The company said it had agreed to sell the AmerUs unit to life insurer Athene Holding for almost half of the £2bn it paid for it in 2006.
John McFarlane, Aviva's chairman, said it was an "important step forward" in the company's plan to slim down its operations.
The sale comes less than a month after Tesco confirmed it was launching a strategic review of its Fresh & Easy chain in the US.
"This considerably strengthens Aviva's financial position, increases group liquidity and improves our economic capital surplus whilst also reducing its volatility," Mr McFarlane said. "The disposal of the US business, combined with the recent settlement with Bankia, represents a successful end to the year and sets us up well for 2013."

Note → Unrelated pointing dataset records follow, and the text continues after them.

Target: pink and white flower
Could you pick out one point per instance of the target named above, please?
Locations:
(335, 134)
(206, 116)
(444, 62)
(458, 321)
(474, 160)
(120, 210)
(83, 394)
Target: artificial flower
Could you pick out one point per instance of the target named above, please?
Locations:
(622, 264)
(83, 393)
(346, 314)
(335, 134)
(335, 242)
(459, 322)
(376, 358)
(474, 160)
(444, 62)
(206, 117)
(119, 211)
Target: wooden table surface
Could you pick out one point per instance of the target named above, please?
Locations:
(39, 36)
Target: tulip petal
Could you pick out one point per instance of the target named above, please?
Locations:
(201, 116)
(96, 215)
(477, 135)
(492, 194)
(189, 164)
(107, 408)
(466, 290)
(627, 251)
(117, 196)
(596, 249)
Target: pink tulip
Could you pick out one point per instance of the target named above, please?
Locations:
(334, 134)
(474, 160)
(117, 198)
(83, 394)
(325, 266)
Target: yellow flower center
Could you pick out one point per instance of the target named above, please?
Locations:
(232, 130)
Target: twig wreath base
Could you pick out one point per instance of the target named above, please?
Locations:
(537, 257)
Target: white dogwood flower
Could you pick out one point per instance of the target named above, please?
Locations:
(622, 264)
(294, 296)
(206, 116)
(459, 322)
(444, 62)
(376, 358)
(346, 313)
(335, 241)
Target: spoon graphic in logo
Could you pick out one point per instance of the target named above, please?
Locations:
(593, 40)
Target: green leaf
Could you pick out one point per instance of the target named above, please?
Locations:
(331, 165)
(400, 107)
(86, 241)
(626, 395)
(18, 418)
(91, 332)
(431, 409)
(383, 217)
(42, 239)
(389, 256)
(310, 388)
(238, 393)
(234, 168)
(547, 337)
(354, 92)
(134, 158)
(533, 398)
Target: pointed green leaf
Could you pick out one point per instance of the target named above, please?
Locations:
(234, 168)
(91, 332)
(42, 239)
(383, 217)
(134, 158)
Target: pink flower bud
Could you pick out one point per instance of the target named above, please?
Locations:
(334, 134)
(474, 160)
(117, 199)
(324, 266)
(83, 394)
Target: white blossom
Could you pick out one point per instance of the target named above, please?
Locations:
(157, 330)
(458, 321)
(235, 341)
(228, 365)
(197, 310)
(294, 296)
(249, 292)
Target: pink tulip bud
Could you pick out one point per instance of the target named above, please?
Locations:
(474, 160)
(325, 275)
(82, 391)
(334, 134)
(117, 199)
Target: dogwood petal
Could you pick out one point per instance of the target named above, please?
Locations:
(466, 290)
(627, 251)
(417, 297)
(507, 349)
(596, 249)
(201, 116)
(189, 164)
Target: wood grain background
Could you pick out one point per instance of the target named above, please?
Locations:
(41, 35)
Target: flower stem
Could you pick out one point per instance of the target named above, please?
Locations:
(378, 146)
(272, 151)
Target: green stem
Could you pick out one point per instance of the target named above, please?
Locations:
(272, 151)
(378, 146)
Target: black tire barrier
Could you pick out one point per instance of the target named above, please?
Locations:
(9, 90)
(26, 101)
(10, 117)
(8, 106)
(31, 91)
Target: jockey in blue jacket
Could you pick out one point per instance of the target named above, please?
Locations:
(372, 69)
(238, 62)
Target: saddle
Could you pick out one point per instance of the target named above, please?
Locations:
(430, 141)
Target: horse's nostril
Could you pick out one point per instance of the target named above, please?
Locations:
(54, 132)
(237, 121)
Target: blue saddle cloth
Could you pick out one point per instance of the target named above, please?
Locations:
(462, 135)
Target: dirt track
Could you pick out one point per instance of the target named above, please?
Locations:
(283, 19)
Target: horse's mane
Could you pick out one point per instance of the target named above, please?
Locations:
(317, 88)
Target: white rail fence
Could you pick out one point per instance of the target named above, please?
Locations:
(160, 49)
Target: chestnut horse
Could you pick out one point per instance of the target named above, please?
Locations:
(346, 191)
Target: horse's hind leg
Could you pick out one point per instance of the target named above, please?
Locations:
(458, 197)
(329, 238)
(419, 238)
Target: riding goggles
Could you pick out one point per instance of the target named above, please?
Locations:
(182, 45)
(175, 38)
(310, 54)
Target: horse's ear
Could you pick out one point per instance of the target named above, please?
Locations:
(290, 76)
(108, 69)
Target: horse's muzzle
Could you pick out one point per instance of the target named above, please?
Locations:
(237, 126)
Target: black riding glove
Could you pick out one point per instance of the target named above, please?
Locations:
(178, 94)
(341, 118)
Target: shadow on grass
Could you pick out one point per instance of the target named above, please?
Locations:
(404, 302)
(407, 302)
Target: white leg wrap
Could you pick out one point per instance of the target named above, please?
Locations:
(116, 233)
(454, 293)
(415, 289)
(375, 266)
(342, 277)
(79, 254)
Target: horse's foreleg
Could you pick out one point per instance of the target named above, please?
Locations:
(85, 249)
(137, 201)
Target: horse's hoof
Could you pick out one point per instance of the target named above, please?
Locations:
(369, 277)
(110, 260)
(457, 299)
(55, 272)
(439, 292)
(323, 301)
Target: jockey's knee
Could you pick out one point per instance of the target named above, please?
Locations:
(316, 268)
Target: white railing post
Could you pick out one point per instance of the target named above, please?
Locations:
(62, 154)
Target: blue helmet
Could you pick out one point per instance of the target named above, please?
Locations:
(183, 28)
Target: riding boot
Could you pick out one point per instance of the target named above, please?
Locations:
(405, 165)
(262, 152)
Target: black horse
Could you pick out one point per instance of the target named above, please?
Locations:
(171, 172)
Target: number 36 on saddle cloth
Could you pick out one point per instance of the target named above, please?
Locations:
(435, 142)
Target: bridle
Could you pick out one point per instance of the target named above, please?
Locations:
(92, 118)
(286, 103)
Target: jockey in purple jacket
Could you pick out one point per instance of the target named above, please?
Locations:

Athene Holding beat off rival approaches from other interested parties such as Harbinger Capital and Guggenheim Partners.
Aviva, which appointed Mark Wilson as its chief executive last month, is looking to sell underperforming businesses as it slims down its structure. Mr McFarlane has vowed to turn the company into a "leaner, more agile beast". He plans to cut staff, sell businesses and seek "significant improvement" in others to reverse the poor share performance.
The former Royal Bank of Scotland non-executive director took over the helm of the insurer in May after a shareholder revolt over pay that led to former chief executive Andrew Moss's resignation.
The shares closed up 1.3p at 382.7p as analysts welcomed the sale.
"Although there is still plenty to do, we believe that Aviva enters 2013 in far better shape than it entered 2012," said Barrie Cornes, an analyst at Panmure.